Ketika usaha memperoleh margin, skema permodalannya ditingkatkan, tidak lagi qard, tetapi musharakah, mudharabah, istishna, ijarah, atau akad komersial lainnya yang saling berbagi hasil dan menanggung risiko. Mustahik yang bisnisnya naik kelas, berkewajiban untuk berzakat 2,5 persen.   

Kedua, penguatan wakaf uang, baik skema wakaf tunai, wakaf produktif, maupun waqf linked sukuk. Dana wakaf dapat digunakan sebagian untuk pembangunan infrastruktur, seperti RS  khusus korban Covid-19, lembaga pendidikan wakaf, atau lainnya.

Ketiga, bantuan modal usaha. Di antaranya, pemberian stimulus tambahan relaksasi perbankan syariah dan restrukturisasi kredit/pembiayaan syariah. Pemberian permodalan dari perbankan/lembaga keuangan syariah perlu dikuatkan dengan pendampingan sehingga dapat lebih dipertanggungjawabkan.

Keempat, permodalan usaha dapat diikuti pinjaman qard atau qardhul hasan (sebagaimana penjelasan sebelumnya) merupakan skema akad yang bersifat sosial, yaitu pinjaman yang tidak mengambil manfaat (keuntungan) apa pun, tetapi tetap ditekankan untuk dibayarkan kembali pokoknya.

Fintech syariah

Kini telah banyak lahir perusahaan sebagai platform securities crowd funding (SCF) syariah untuk investor, yang menginginkan berinvestasi secara mudah, aman, dan tepercaya, serta membantu pelaku UMKM memperoleh sumber pendanaan di pasar modal.

 

 
Kini telah banyak lahir perusahaan sebagai platform securities crowd funding (SCF) syariah untuk investor, yang menginginkan berinvestasi secara mudah, aman, dan tepercaya, serta membantu pelaku UMKM memperoleh sumber pendanaan di pasar modal.
 
 

 

Jumlah UMKM berdasarkan data Kementerian Koperasi dan UKM per Maret 2021, mencapai 64,2 juta dengan kontribusi terhadap PDB 61,07 persen atau senilai Rp 8.573,89 triliun.

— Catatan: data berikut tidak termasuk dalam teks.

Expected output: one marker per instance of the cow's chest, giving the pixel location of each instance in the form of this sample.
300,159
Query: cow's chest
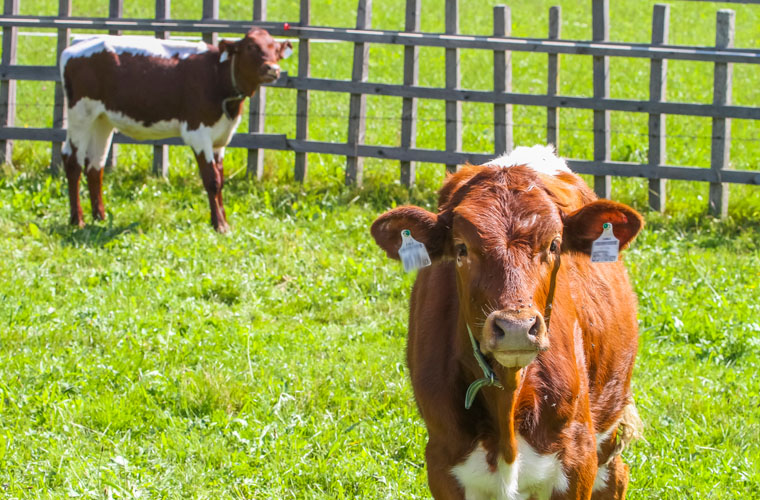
532,475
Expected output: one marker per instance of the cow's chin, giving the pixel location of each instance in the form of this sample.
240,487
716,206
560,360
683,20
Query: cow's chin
514,359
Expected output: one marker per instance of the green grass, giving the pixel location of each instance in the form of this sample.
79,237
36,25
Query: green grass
147,356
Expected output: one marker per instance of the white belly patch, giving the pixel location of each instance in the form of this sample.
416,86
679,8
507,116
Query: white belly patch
90,125
531,475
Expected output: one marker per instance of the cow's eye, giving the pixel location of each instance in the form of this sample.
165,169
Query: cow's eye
461,250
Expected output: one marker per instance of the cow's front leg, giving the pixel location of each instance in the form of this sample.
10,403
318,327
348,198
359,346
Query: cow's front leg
213,179
95,186
73,173
443,485
219,160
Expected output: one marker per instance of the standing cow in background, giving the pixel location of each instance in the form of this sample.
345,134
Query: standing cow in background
154,89
521,366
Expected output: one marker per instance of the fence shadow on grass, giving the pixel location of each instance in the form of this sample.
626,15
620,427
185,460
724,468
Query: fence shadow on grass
91,235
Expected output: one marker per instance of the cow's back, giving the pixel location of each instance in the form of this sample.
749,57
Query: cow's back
145,80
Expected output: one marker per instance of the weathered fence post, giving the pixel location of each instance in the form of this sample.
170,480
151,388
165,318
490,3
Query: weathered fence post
409,105
358,103
721,136
552,86
115,11
161,151
453,108
59,109
8,87
502,82
302,96
657,90
210,11
601,33
257,109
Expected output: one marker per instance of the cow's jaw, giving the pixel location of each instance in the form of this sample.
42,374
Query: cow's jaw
515,359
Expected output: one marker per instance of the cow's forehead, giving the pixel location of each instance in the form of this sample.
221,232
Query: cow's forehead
499,211
259,37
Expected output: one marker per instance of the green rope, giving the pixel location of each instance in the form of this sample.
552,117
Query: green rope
489,378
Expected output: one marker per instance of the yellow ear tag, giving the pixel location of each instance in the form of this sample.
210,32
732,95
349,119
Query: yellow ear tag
412,252
606,247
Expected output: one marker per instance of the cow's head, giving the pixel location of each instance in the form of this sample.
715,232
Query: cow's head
504,225
256,57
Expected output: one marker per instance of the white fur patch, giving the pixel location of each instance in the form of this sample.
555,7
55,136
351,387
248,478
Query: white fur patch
531,476
90,126
135,45
602,475
540,158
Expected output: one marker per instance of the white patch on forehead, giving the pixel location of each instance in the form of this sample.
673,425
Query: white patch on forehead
542,159
135,45
531,476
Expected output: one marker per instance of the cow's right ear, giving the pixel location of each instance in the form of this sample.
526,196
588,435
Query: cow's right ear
226,49
426,227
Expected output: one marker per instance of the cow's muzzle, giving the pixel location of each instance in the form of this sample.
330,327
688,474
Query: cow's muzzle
514,337
270,73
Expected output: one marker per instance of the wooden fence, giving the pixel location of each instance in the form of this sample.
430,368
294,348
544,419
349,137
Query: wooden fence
723,55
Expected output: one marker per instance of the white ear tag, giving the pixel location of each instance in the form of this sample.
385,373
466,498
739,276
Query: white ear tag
606,247
412,252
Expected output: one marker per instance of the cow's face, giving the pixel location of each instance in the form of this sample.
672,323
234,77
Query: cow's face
257,56
505,229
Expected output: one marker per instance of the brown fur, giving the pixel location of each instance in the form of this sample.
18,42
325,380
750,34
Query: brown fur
153,89
568,393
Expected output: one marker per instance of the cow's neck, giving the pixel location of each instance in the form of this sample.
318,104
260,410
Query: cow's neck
499,403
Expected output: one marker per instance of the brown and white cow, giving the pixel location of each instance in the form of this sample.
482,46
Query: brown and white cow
558,425
154,89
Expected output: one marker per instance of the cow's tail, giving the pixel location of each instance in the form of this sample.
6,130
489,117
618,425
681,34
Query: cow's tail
630,429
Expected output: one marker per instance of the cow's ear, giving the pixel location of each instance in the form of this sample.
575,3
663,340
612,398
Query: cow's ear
286,49
426,227
584,225
226,49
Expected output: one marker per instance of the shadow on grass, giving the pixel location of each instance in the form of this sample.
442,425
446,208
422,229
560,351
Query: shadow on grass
91,235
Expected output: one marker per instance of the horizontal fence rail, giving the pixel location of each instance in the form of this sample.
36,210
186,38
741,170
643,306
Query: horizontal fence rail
722,56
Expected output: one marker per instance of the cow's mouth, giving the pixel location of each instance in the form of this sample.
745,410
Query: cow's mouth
515,359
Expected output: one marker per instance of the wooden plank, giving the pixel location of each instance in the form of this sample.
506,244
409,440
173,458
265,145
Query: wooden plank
517,44
453,107
281,142
257,110
657,91
59,110
50,73
210,12
552,85
721,127
358,102
8,87
408,169
502,83
302,96
600,10
161,152
115,11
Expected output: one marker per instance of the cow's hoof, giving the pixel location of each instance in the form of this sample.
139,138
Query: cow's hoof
222,228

Dari 64,2 juta UMKM itu, 4,8 juta UMKM telah memasuki ekosistem digital.

Platform SCF menyelenggarakan layanan penawaran efek yang dilakukan penerbit (pihak yang membutuhkan modal) untuk menjual efek secara terbuka kepada pemodal melalui jaringan sistem elektronik.

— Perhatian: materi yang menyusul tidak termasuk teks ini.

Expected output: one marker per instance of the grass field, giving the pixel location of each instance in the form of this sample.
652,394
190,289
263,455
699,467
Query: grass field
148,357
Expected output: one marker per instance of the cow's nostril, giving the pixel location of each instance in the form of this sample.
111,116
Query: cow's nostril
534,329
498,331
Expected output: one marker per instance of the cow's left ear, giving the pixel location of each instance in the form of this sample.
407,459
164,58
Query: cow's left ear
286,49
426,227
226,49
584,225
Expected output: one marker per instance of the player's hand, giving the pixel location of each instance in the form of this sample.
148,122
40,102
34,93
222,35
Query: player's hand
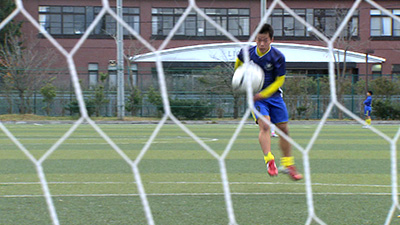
257,97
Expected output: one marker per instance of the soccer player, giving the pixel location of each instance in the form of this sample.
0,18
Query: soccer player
269,101
368,109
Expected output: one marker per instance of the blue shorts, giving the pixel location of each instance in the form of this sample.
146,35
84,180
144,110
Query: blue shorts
367,110
273,107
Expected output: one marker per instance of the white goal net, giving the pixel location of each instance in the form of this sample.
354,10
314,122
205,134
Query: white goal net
221,158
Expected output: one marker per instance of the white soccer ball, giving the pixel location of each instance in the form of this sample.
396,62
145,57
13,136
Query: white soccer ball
248,73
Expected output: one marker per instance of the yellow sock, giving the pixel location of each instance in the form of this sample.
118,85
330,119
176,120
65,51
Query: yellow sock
268,157
287,161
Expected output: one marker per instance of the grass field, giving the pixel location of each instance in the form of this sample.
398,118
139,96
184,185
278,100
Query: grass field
92,184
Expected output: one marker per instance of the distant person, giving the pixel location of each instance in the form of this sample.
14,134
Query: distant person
269,101
368,109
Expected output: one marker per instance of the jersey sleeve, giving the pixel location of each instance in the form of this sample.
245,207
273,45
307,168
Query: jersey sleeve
239,59
280,66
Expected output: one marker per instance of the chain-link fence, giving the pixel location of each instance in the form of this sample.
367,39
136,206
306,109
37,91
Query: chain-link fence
306,96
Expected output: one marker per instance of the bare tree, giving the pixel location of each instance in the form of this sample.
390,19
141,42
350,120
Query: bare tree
24,67
346,41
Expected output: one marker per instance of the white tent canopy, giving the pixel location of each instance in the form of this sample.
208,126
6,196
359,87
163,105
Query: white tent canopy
227,52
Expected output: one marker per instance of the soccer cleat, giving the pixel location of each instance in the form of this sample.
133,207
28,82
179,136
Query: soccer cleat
271,168
274,135
292,172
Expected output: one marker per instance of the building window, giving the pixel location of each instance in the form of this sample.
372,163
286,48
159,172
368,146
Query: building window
376,69
134,74
383,25
235,21
62,20
108,25
396,69
325,20
93,70
74,20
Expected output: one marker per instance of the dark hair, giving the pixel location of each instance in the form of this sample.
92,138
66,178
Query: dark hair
267,29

Efek yang ditawarkan tak hanya berbentuk saham, tapi juga berupa efek bersifat surat berharga syariah (sukuk). Hadirnya layanan urun dana berbasis teknologi finansial syariah ini membantu pelaku usaha memperoleh permodalan secara syariah.

Pada saat bersamaan dengan commercial finance, peningkatan juga fokus pada social finance (zakat, infak, sedekah, dan wakaf) untuk pengembangan marketplace yang arahnya pada pasar tradisional dan UMKM.

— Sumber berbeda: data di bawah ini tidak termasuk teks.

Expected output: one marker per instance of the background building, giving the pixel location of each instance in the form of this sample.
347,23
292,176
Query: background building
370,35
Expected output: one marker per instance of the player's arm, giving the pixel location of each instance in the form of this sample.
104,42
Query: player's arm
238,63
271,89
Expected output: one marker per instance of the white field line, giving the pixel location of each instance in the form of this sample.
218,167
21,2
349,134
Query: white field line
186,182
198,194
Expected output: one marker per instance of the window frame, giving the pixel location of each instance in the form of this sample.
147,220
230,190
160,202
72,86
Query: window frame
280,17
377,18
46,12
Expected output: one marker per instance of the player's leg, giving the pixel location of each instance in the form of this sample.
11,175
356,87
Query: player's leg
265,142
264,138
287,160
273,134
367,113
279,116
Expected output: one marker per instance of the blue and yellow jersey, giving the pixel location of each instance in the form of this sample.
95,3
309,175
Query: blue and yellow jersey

E-commerce industri halal 

Jika program-program di atas digalakkan, diharapkan dapat meningkatkan kembali aggregate demand dan aggregate supply ke kanan (dalam kurva demand and supply).

Dengan pembangunan platform e-commerce yang fokus pada UMKM, surplus ekonomi terbentuk kembali dan membantu percepatan pemulihan ekonomi.

Masyarakat semakin dimanjakan dengan berbagai macam aplikasi belanja daring. Hal ini dapat dimanfaatkan untuk sektor konsumsi dari produk halal yang semakin digandrungi.